Au CDH, c'est une élue appelée Mahinur özdemir, députée au parlement de la région bruxelloise et conseillère communale à Schaerbeek, qui évita tous les lieux où il lui aurait été demandé une réponse à la question « reconnaissez-vous le génocide arménien ? ». Les hémicycles autant que, je suppose, toutes les soirées entre amis avec un invité surprise de peur qu'il s'appelle Charles Aznavour. En tout cas, la pauvre fille, déjà discrète sous ce voile islamique à fleurs qu'elle fut la première en Belgique à porter pour siéger, ne savait plus sous quelle table se cacher quand un journaliste d'RTL la poursuivit toute une journée répétant la question.

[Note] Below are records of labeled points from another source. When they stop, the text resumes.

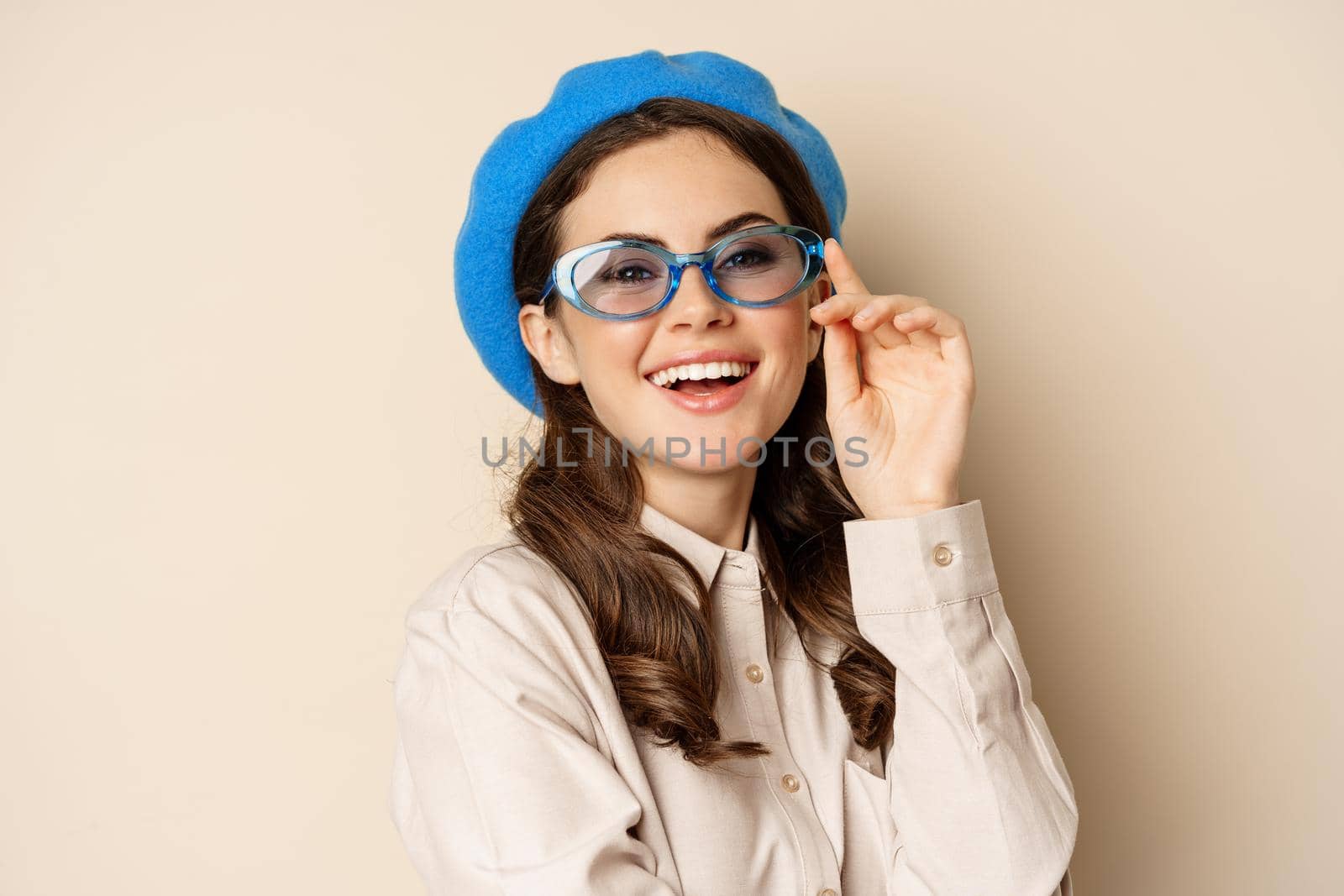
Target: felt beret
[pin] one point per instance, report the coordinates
(521, 157)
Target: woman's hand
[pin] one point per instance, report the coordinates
(911, 402)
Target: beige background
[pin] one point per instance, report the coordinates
(242, 422)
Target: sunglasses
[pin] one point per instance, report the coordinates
(624, 280)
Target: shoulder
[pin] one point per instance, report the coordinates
(507, 587)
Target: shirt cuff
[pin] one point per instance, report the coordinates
(914, 563)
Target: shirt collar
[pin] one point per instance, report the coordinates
(703, 553)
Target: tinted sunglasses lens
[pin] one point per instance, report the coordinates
(622, 281)
(761, 268)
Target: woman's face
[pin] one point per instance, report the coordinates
(679, 190)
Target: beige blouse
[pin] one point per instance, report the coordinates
(517, 773)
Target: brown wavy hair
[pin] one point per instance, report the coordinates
(584, 519)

Il faut dire que, pour embêter le PS et Elio Di Rupo ( mais si, souvenez-vous, le type avec un noeud papillon!), Benoît Lutgen, président du CDH, lança fièrement « le premier, au CDH, qui nie le génocide, il est dehors dans la seconde » Il n'a pas même pas dit « dans l'heure », non, « la seconde » ce qui laisse à peine le temps de renouer son foulard. Alors, hop, en une seconde, Mahinur özdemir s'est retrouvée exclue du CDH.

Elle n'a pas tort, la petite, quand elle fait remarquer que l'état belge n'a pas plus reconnu officiellement ce génocide qu'elle même et qu'en l’occurrence donc elle ne trahit en rien son pays.

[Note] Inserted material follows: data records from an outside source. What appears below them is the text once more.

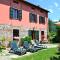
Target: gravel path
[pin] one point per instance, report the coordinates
(7, 56)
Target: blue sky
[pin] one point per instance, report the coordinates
(52, 5)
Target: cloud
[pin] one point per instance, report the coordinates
(56, 4)
(51, 11)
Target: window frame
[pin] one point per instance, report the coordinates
(15, 12)
(41, 20)
(32, 17)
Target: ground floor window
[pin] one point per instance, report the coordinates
(34, 34)
(42, 35)
(15, 33)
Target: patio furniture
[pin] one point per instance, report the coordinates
(40, 45)
(15, 49)
(29, 47)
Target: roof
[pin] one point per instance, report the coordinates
(36, 6)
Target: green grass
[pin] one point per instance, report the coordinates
(40, 55)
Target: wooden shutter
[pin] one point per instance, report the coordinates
(11, 12)
(19, 14)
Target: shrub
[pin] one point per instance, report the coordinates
(2, 48)
(26, 38)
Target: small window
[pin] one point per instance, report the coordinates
(33, 17)
(15, 1)
(15, 14)
(41, 20)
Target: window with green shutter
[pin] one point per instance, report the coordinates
(19, 14)
(11, 12)
(41, 20)
(33, 17)
(15, 14)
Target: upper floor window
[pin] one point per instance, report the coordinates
(15, 1)
(33, 17)
(41, 20)
(15, 13)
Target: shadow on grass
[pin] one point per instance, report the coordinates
(55, 58)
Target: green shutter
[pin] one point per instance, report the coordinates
(11, 12)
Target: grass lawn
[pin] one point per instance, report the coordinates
(40, 55)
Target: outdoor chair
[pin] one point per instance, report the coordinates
(29, 47)
(39, 44)
(15, 49)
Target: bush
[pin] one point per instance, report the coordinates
(26, 38)
(2, 48)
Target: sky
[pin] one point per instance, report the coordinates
(51, 5)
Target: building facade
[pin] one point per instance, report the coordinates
(22, 18)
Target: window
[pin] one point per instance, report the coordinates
(33, 17)
(15, 13)
(41, 19)
(42, 32)
(15, 1)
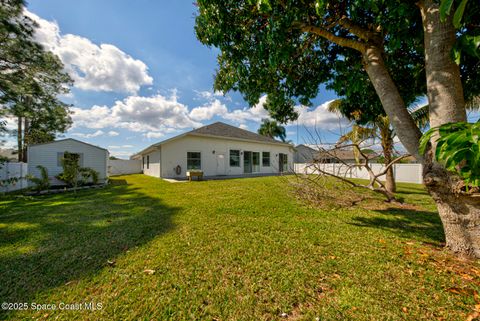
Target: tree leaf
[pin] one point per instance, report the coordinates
(457, 17)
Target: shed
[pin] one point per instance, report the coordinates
(49, 155)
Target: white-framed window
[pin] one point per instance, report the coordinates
(234, 158)
(194, 160)
(60, 157)
(266, 159)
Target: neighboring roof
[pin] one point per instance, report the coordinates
(305, 147)
(342, 154)
(75, 140)
(8, 153)
(221, 130)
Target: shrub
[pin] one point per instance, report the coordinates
(42, 183)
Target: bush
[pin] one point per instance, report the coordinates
(42, 183)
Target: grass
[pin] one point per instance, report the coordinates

Mais chaque parti qui est allé chercher des candidats d'origine étrangère pour leur apporter des voix supplémentaires juge de leur utilité une fois élu à la lueur des évènements et calcule. Emir Kir vaut cher, Mahinur özdemir un peu moins. En tout cas la mettre à la porte « dans la seconde », c'est un geste qui paraît courageux comme une croisade à cheval et apporte au parti la sympathie provisoire de tout le camp de ceux qui pensent que si le pays n'était peuplé que de belges dont la famille l'est depuis dix générations on aurait de l'emploi, du soleil toute l'année et boissons gratuites partout.

Toute cette histoire n'a rien avoir avec les doubles nationalités mais ceux qu'elles énervent en profitent pour s'agiter. Cette histoire pourrait être mise de côté un bon moment puisque le prochain centenaire du génocide aura lieu, selon mes calculs, dans cent ans. Mais cette histoire aurait pu aussi être un peu mieux préparée et mieux servie à l'opinion.

Boileau, un écrivain français que nous apprenons tous à l'école, écrivit « Ce qui se conçoit bien s'énonce clairement et les mots pour le dire arrivent aisément » Je ne sais pas comment on dit cela en turc mais il va falloir trouver.